From your partner's prospective. I can tell he cared. But it's not his job to fix you. As someone who has recently seperated from someone sucking away my emotional energy through his problems I can see his side.
I got with a guy who came across as together, solid and happy. But in a few short weeks I realised he was depressed and had carnage behind him. All around him was broken relationships. Money problems. Bad days. Stream women that had hurt him. It was a mess. But because he had tried to kill himself the year before I stayed. I let him talk. I told him how wonderful he was. I complimented him. I forgave him and let many things go, such as shouting. Swearing. Silent treatment. I lent him money when he couldn't get to pay day. Because I knew he barely ate as it was. I hated the thought of him struggling.
Over time I thought every other day I need to go. I need to leave. I need to stop. I need to get out. But I stayed for a few more weeks. Things got worse. He moaned. I listened. He had an off week. I excused it. I sent him gifts to cheer him up. He in return was talking to another woman or two.
I was on egg shells. Forgotten I had needs. Forgot I mattered. I didn't know how to focus on myself anymore. I was lost in him and his bluddy problems. The whole reason I got with him because he seemed funny and kind and happy. It was an act.
When we split he yelled at me. Blamed me for everything. Never thanked me for the stuff I did.
When I got away I was sad. In emotional pain. Lost. Confused. It took me quite a few weeks to get over him and several more to process things. I still loved him and cared. I like your chap had taken his problems on and tried in vain to fix it. Money. Presents. A shoulder to cry on. Ears to listen. I helped him set up a shopping account etc. Helped him order stuff for his house. I rang him at 3am if he was awake and in pain because I cared that much. I really did and i didn't care about sleep if he needed a chat.
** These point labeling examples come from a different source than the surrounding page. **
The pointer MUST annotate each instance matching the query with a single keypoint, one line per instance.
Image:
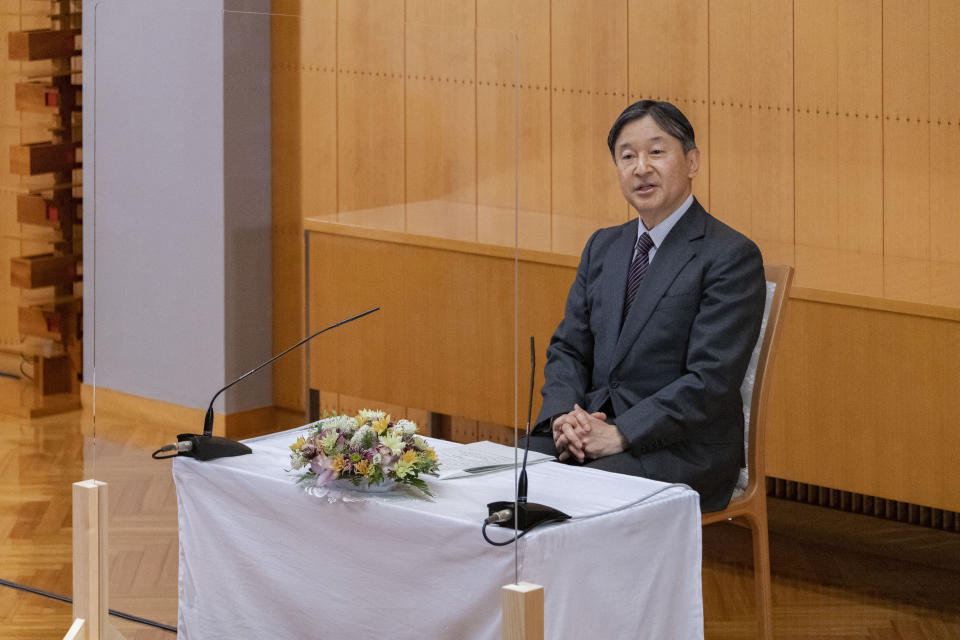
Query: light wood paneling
(370, 111)
(513, 38)
(860, 132)
(751, 117)
(816, 127)
(944, 131)
(862, 400)
(440, 135)
(682, 77)
(589, 84)
(906, 135)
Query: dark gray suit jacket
(672, 373)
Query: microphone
(207, 446)
(526, 515)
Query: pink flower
(320, 465)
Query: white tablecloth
(262, 560)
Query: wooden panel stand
(522, 611)
(45, 212)
(90, 563)
(42, 270)
(42, 44)
(43, 157)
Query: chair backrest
(755, 387)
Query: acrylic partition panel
(256, 174)
(179, 260)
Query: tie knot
(644, 243)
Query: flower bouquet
(367, 450)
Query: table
(260, 558)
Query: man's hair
(667, 117)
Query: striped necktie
(637, 270)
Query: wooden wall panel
(860, 131)
(816, 126)
(303, 112)
(435, 347)
(440, 131)
(589, 83)
(944, 131)
(682, 77)
(370, 112)
(513, 35)
(751, 116)
(906, 135)
(837, 419)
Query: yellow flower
(381, 425)
(403, 469)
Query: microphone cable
(623, 507)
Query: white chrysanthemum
(329, 442)
(367, 415)
(407, 427)
(343, 424)
(360, 435)
(297, 461)
(392, 441)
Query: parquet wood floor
(835, 575)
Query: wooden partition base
(90, 564)
(522, 611)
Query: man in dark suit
(643, 374)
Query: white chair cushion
(746, 390)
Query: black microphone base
(529, 514)
(212, 447)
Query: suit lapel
(677, 249)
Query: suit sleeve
(570, 354)
(721, 340)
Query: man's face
(655, 174)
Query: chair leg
(761, 576)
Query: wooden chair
(750, 506)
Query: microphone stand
(522, 514)
(207, 446)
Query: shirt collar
(659, 233)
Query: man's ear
(693, 163)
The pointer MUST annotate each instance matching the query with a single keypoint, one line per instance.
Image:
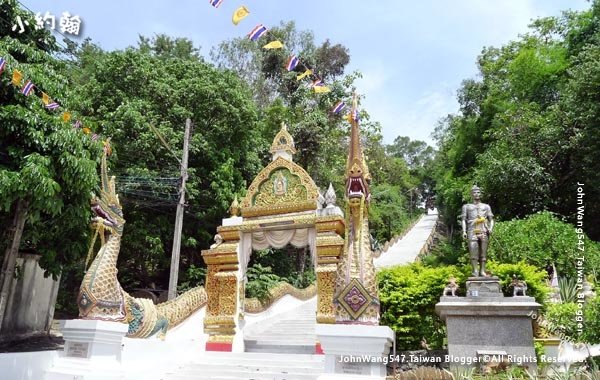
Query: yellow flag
(17, 77)
(304, 74)
(321, 89)
(273, 45)
(240, 14)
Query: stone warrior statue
(477, 225)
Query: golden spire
(356, 158)
(283, 144)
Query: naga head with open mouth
(357, 184)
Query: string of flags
(26, 88)
(317, 85)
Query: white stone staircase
(250, 366)
(292, 332)
(280, 347)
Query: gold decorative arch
(281, 187)
(281, 197)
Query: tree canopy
(527, 128)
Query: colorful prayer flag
(27, 88)
(304, 74)
(273, 45)
(239, 14)
(338, 107)
(257, 32)
(17, 77)
(292, 63)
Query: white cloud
(414, 118)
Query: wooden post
(173, 277)
(10, 255)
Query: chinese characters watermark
(68, 24)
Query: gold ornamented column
(330, 243)
(222, 289)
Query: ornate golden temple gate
(281, 206)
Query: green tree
(47, 168)
(161, 83)
(527, 129)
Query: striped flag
(338, 107)
(27, 88)
(292, 63)
(239, 15)
(52, 105)
(49, 103)
(17, 77)
(304, 74)
(257, 32)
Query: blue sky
(413, 54)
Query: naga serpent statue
(102, 297)
(355, 299)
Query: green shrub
(567, 289)
(591, 324)
(260, 280)
(534, 277)
(447, 253)
(408, 295)
(541, 239)
(560, 318)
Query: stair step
(250, 366)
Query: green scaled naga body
(102, 297)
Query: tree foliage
(161, 83)
(44, 163)
(527, 128)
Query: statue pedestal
(355, 351)
(486, 329)
(92, 351)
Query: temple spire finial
(283, 144)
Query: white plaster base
(355, 351)
(92, 351)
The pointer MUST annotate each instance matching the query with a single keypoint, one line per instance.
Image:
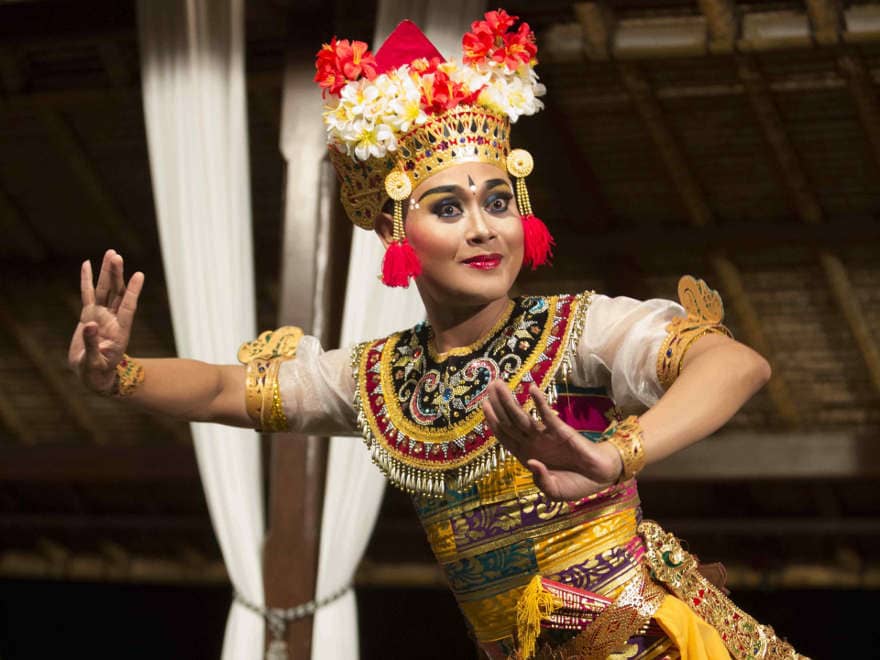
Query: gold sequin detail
(745, 638)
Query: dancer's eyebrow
(439, 189)
(491, 183)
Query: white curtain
(194, 104)
(354, 488)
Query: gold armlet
(705, 312)
(264, 357)
(626, 436)
(130, 375)
(271, 344)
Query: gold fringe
(535, 604)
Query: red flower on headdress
(489, 40)
(444, 93)
(423, 66)
(341, 61)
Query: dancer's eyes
(498, 202)
(446, 208)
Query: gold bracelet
(626, 436)
(130, 375)
(272, 417)
(263, 357)
(255, 383)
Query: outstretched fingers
(102, 291)
(86, 284)
(128, 305)
(117, 289)
(93, 358)
(548, 415)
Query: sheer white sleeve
(619, 345)
(317, 390)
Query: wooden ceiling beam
(863, 89)
(15, 228)
(720, 26)
(109, 214)
(97, 465)
(809, 210)
(597, 26)
(11, 420)
(58, 382)
(699, 214)
(826, 20)
(722, 23)
(751, 456)
(54, 561)
(737, 236)
(118, 72)
(157, 569)
(12, 76)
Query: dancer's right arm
(185, 389)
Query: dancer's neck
(455, 327)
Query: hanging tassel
(535, 604)
(400, 263)
(537, 241)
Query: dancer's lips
(484, 261)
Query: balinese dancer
(518, 425)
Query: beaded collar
(420, 413)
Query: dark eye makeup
(448, 207)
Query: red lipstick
(484, 261)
Now I'm on the other side. I am relieved. Relieved because he was making me sick. He was making me anxious. He we lying to me. Taking advantage and being selfish. Instead of us enjoying a balanced realtionship. I was caring for him whilst he had allsorts in the background I was not told about including another woman or two.
I'm not horrible. I understand mental health and everyone needs a good person by their side. I would never want anyone to be alone on top of struggling with life. But in my case with him I didn't want it long term and why should I have? He was 15 years older than me. He had made his choices in life. He choose to drink, cheat, lie and leave his young children. He choose to fall out with his parents and siblings. I didn't want those things. I love my family. I like being around people. He had nobody around him anymore because like me he had pushed them all to give up.
What I actually want is someone to take it in turns with. Balance! Someone to invite me to his for dinner one night. Then I return the favour. Someone I can talk to and they know they can talk to me. Someone honest and prepared to put the effort in. Share laughs over a drink and talk.
Your balance was totally off in your relationship. It was not fun. He was looking after you far too soon. Your problems with money and your health meant he was doing what I was doing. Looking after you but who was looking after him?
You didn't deserve to be kept in the dark about the lady friend. I wasn't talking to anyone else so it's different in that respect. But the way you responded with violence and anger. You should have kept yourself together and let him go.
In the future I suggest you find the balance. Simple things. Such as taking it in turns to cook. Enjoying a walk or a drink together in the garden. You should be best mates almost with a partner. If you can't enjoy the company then the sex etc is irrelevant. Regardless. It's give and take. You didn't seem to give very much based on your posts.
I can imagine emotionally he was just exhausted and the other woman is perhaps lighter and more on her own two feet. Doesn't mean they will last. But I can see why he needed someone abit more positive to chat to. Sorry. But that's my pov.